Les premières chenilles processionnaires du chêne sont sorties de leurs œufs début avril. Les chercheurs s'attendent à peu de nuisances cette année, mais n'excluent pas un nouveau pic de l'espèce dans les années à venir et appellent donc à la vigilance.
Le projet européen LIFE Oak Processionary publie à cet égard un nouveau guide à destination des villes et des communes.
Les poils des chenilles processionnaires du chêne, très urticants, peuvent provoquer des éruptions cutanées douloureuses et de fortes démangeaisons chez l'homme et les animaux domestiques.
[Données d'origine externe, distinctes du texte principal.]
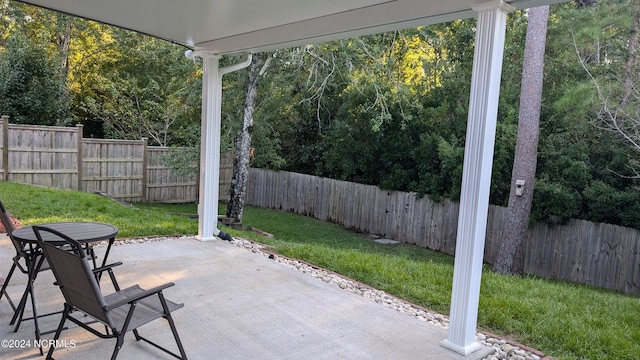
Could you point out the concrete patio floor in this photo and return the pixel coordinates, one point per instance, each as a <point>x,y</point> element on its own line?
<point>237,305</point>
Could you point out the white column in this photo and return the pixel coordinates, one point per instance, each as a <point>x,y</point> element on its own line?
<point>209,148</point>
<point>476,176</point>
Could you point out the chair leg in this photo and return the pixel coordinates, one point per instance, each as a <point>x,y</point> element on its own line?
<point>19,313</point>
<point>67,310</point>
<point>119,342</point>
<point>3,291</point>
<point>172,325</point>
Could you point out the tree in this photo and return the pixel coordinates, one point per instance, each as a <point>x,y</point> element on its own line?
<point>510,259</point>
<point>31,85</point>
<point>242,154</point>
<point>618,93</point>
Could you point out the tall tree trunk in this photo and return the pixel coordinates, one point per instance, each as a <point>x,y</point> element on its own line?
<point>510,259</point>
<point>243,141</point>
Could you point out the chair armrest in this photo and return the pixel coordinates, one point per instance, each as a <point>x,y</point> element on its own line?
<point>106,267</point>
<point>141,295</point>
<point>97,272</point>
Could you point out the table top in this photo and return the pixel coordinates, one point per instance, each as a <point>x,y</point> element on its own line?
<point>82,232</point>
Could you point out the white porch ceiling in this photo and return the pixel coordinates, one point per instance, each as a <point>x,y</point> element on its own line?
<point>235,26</point>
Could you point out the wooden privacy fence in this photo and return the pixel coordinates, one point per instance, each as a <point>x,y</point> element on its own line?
<point>128,170</point>
<point>601,255</point>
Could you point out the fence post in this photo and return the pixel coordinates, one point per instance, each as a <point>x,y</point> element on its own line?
<point>145,158</point>
<point>80,163</point>
<point>5,147</point>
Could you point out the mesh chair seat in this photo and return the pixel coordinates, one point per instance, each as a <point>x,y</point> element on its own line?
<point>147,309</point>
<point>122,311</point>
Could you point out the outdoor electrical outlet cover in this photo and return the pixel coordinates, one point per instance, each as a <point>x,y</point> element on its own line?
<point>519,187</point>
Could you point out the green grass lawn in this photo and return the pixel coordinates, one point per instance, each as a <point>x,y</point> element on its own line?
<point>566,321</point>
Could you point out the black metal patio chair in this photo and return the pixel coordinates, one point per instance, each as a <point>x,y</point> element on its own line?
<point>121,311</point>
<point>30,261</point>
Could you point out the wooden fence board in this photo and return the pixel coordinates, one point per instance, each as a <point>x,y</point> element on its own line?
<point>603,255</point>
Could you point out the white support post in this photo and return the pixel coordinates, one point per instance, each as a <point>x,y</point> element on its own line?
<point>210,141</point>
<point>476,176</point>
<point>210,148</point>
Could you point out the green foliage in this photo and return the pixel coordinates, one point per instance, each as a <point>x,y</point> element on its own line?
<point>563,320</point>
<point>388,109</point>
<point>31,85</point>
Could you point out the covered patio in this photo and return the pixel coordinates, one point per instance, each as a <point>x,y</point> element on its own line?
<point>238,305</point>
<point>211,29</point>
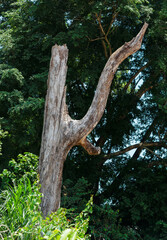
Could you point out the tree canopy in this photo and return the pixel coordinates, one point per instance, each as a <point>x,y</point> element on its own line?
<point>135,116</point>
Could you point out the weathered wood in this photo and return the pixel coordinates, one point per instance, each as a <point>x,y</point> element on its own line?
<point>60,132</point>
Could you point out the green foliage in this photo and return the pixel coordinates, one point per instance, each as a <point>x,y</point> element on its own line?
<point>21,217</point>
<point>25,166</point>
<point>11,79</point>
<point>75,194</point>
<point>3,134</point>
<point>106,224</point>
<point>28,30</point>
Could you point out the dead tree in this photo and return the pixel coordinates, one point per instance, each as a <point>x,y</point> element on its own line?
<point>60,131</point>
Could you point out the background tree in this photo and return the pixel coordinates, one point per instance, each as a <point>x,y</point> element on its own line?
<point>138,93</point>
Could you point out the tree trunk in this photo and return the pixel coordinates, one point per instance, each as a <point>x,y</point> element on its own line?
<point>60,132</point>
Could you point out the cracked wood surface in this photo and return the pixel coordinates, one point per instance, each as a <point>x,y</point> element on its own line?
<point>60,132</point>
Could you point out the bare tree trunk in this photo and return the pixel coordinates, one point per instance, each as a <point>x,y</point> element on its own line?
<point>60,132</point>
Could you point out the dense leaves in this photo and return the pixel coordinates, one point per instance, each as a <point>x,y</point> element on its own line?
<point>136,111</point>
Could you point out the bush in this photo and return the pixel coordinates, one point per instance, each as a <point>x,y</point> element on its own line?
<point>21,218</point>
<point>25,166</point>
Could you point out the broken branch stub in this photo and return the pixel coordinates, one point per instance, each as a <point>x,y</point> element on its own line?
<point>60,132</point>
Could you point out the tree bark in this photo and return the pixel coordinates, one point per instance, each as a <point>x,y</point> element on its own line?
<point>60,132</point>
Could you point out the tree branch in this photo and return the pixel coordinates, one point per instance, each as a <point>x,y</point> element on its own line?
<point>96,110</point>
<point>134,76</point>
<point>91,150</point>
<point>142,145</point>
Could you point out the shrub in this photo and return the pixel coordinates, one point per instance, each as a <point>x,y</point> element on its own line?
<point>21,218</point>
<point>25,166</point>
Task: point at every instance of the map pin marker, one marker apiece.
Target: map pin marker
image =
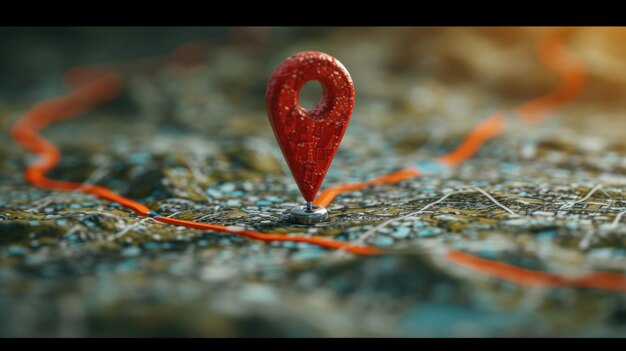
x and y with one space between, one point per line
309 138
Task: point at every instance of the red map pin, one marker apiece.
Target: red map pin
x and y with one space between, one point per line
309 138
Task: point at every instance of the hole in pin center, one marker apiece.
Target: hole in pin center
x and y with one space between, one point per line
306 94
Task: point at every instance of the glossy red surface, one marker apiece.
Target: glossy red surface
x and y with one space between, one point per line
309 138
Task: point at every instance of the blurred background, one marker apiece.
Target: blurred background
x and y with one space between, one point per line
195 141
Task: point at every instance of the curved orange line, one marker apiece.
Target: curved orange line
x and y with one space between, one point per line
91 88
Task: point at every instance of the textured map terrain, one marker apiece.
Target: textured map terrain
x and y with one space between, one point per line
195 143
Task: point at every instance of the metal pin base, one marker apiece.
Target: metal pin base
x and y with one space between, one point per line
308 214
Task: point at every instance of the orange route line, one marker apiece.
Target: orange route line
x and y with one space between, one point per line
91 87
Depuis 2020, le nombre de ces insectes a nettement reculé en Belgique et aux Pays-Bas. L'espèce (indigène) n'a pas disparu, mais le nombre de nids reste limité et ceux-ci demeurent généralement de petite taille, constate LIFE Oak Processionary. L'an dernier, deux foyers assez préoccupants ont toutefois été recensés à Kontich et à Wuustwezel, dans la province d'Anvers, où les nids ont été retirés.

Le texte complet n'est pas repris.